Data harmonization for the analysis of personalized treatment of psychosis with metacognitive training.

作者信息

König Caroline, Copado Pedro, Lamarca Maria, Guendouz Wafaa, Fischer Rabea, Schlechte Merle, Acuña Vanessa, Berna Fabrice, Gawęda Łucasz, Vellido Alfredo, Nebot Àngela, Angulo Cecilio, Ochoa Susana

机构信息

Soft Computing Research Group (SOCO) at Intelligent Data Science and Artificial Intelligence (IDEAI-UPC) Research Centre, Universitat Politècnica de Catalunya (UPC Barcelona Tech), Jordi Girona 1-3, 08034, Barcelona, Spain.

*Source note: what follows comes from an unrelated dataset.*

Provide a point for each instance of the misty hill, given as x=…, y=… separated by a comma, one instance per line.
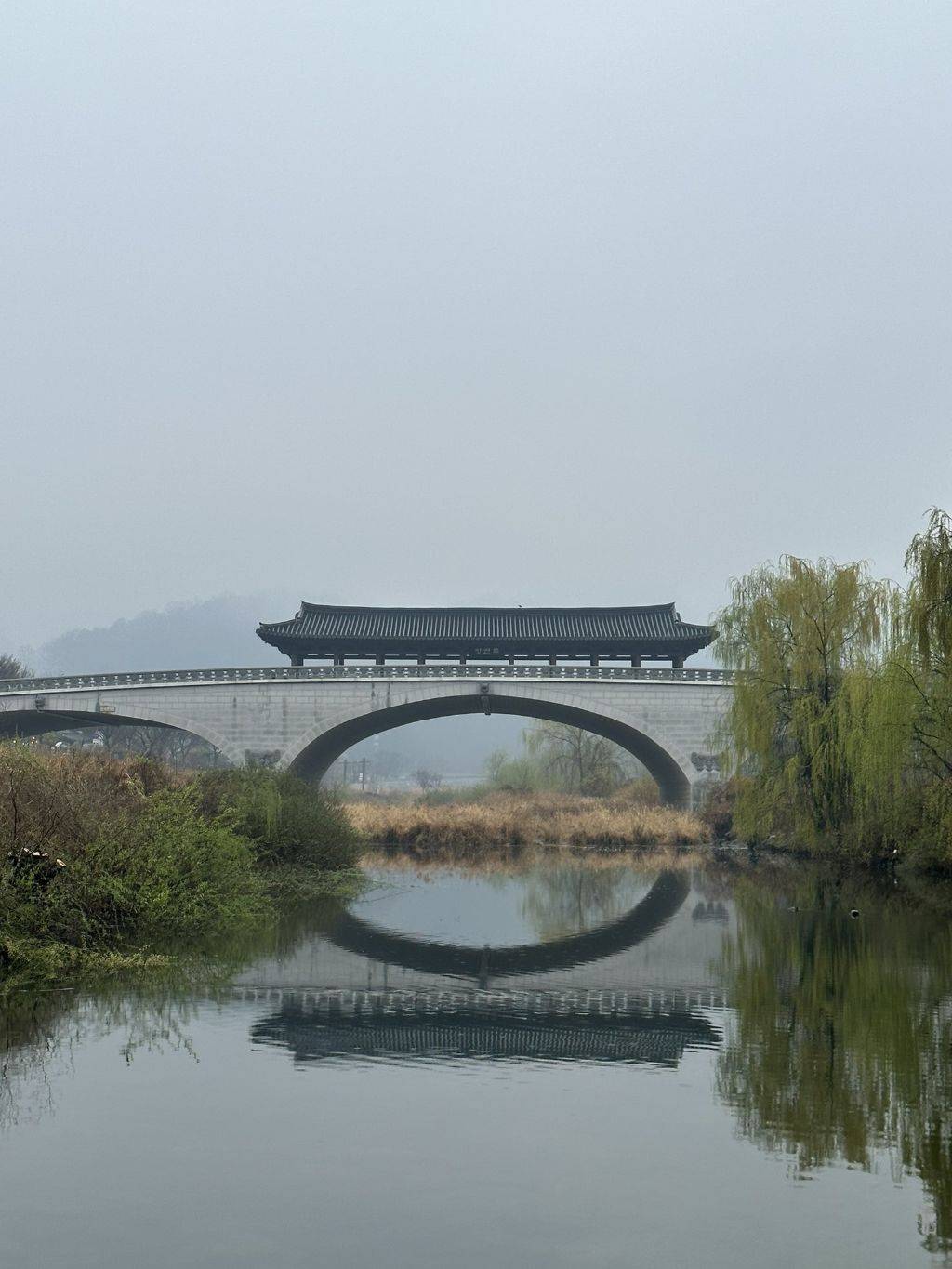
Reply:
x=188, y=636
x=221, y=632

MERITT Group, Institut de Recerca Sant Joan de Déu, Parc Sanitari Sant Joan de Déu, 08830, Sant Boi de Llobregat, Barcelona, Spain.

出版信息

Sci Rep. 2025 Mar 24;15(1):10159. doi: 10.1038/s41598-025-94815-3.

Abstract

Personalized medicine is a data-driven approach that aims to adapt patients' diagnostics and therapies to their characteristics and needs. The availability of patients' data is therefore paramount for the personalization of treatments on the basis of predictive models, and even more so in machine learning-based analyses. Data harmonization is an essential part of the process of data curation. This study presents research on data harmonization for the development of a harmonized retrospective database of patients in Metacognitive Training (MCT) treatment for psychotic disorders. This work is part of the European ERAPERMED 2022-292 research project entitled 'Towards a Personalized Medicine Approach to Psychological Treatment of Psychosis' (PERMEPSY), which focuses on the development of a personalized medicine platform for the treatment of psychosis. The study integrates information from 22 studies into a common format to enable a data analytical approach for personalized treatment. The harmonized database comprises information about 698 patients who underwent MCT and includes a wide range of sociodemographic variables and psychological indicators used to assess a patient's mental health state. The characteristics of patients participating in the study are analyzed using descriptive statistics and exploratory data analysis.

摘要

个性化医疗是一种数据驱动的方法,旨在使患者的诊断和治疗适应其特征和需求。因此,患者数据的可用性对于基于预测模型的治疗个性化至关重要,在基于机器学习的分析中更是如此。数据协调是数据管理过程的重要组成部分。本研究介绍了为开发一个用于精神障碍元认知训练(MCT)治疗患者的统一回顾性数据库而进行的数据协调研究。这项工作是欧洲ERAPERMED 2022 - 292研究项目“迈向精神分裂症心理治疗的个性化医疗方法”(PERMEPSY)的一部分,该项目专注于开发一个用于精神分裂症治疗的个性化医疗平台。该研究将来自22项研究的信息整合为通用格式,以实现个性化治疗的数据分析方法。统一数据库包含698名接受MCT治疗患者的信息,包括用于评估患者心理健康状态的广泛社会人口统计学变量和心理指标。使用描述性统计和探索性数据分析对参与研究的患者特征进行分析。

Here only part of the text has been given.